Table 4.1MapReduce provides the input format

The default input format is Textinputformat, which takes each line of the input file as a separate record, but does not parse. This is useful for data that is not formatted or for row-based records, such as log files. One of the more interesting input formats is Keyvalueinputformat, which also takes each line of the input file as a separate record. However, the difference is that textinputformat the entire file line as the value data, Keyvalueinputformat is the Search tab character to split the row into key-value pairs.
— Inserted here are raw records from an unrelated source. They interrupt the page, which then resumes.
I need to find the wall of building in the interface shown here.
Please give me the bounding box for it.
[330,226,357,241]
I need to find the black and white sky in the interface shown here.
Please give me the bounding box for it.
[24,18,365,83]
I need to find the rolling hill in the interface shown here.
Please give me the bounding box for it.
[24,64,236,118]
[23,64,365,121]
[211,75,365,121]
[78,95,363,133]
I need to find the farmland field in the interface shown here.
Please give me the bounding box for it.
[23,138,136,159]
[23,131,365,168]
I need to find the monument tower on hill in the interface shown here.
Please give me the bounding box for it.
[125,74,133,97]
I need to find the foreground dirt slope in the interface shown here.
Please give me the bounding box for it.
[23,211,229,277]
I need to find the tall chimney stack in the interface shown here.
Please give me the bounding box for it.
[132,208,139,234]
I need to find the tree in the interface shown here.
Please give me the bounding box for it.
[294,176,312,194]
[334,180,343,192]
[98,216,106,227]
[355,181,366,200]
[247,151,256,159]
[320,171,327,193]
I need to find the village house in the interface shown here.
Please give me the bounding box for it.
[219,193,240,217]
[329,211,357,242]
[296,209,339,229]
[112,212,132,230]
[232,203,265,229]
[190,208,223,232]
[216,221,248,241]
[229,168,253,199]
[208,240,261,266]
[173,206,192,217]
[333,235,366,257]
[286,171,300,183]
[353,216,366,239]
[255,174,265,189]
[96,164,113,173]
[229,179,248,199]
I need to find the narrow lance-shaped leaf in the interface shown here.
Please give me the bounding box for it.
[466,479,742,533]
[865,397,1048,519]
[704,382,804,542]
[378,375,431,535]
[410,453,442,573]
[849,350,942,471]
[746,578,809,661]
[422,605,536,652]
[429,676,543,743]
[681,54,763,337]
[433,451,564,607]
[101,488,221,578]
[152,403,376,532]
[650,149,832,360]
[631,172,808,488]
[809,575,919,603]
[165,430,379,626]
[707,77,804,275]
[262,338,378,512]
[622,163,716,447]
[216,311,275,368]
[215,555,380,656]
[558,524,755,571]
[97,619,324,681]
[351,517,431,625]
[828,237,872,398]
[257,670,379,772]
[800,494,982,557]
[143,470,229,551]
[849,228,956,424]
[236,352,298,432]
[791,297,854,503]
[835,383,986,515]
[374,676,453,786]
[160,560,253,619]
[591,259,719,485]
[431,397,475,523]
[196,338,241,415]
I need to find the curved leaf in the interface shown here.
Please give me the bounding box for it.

This is especially useful when outputting a mapreduce job as input to the next job, because the default output format (described in more detail below) is to output data in Keyvalueinputformat format. Finally speaking Sequencefileinputformat, it reads special Hadoop-specific binaries that contain many features that enable Hadoop's mapper to read data quickly. The sequence file is block-compressed and provides direct serialization and deserialization of several data types (not just text types). The Squence file can be used as the output data for a mapreduce task, and it is efficient to use it to do a mapreduce job to the intermediate data of another job.

3. Data fragment (Inputsplit):

An input block describes a unit that constitutes a single map task in a MapReduce program. Applying a MapReduce program to a dataset, meaning a job, consists of several (and possibly hundreds of) tasks. The map task may read the entire file, but it is generally read as part of the file. By default, Fileinputformat and its subclasses will split the file in 64MB (the same size as the block default for HDFs, where Hadoop suggests that the split size is the same) as the cardinality. You can do it in Hadoop-site.xml: 0.20.* Later in the Mapred-default.xml) file set the Mapred.min.split.size parameter to control the specific partition size, or in the specific MapReduce job jobconf object to override this parameter. By processing files in chunks, we can let multiple map tasks work in parallel with one file. If the file is very large, this feature can greatly improve performance by parallel processing. More importantly, because a file consisting of multiple blocks may be scattered over several nodes within the cluster (in fact, this is the case), the task can be dispatched on different nodes, so all the individual blocks are processed locally, rather than transferring data from one node to another. Of course, log files can be handled in a smart block manner, but some file formats do not support block processing. In this case, you can write a custom inputformat so that you can control how your files are split (or not split) into chunks of files. The custom file format is described in part five.
The input format defines the list of map tasks that make up the mapping phase, each of which corresponds to an input block. Then, depending on the physical address of the input file block, these tasks are dispatched to the corresponding system nodes, and multiple map tasks may be assigned to the same node. When the task is dispatched, the node begins to run the task, attempting to go to maximum parallelization. The maximum number of task parallelism on a node is controlled by the Mapred.tasktracker.map.tasks.maximum parameter.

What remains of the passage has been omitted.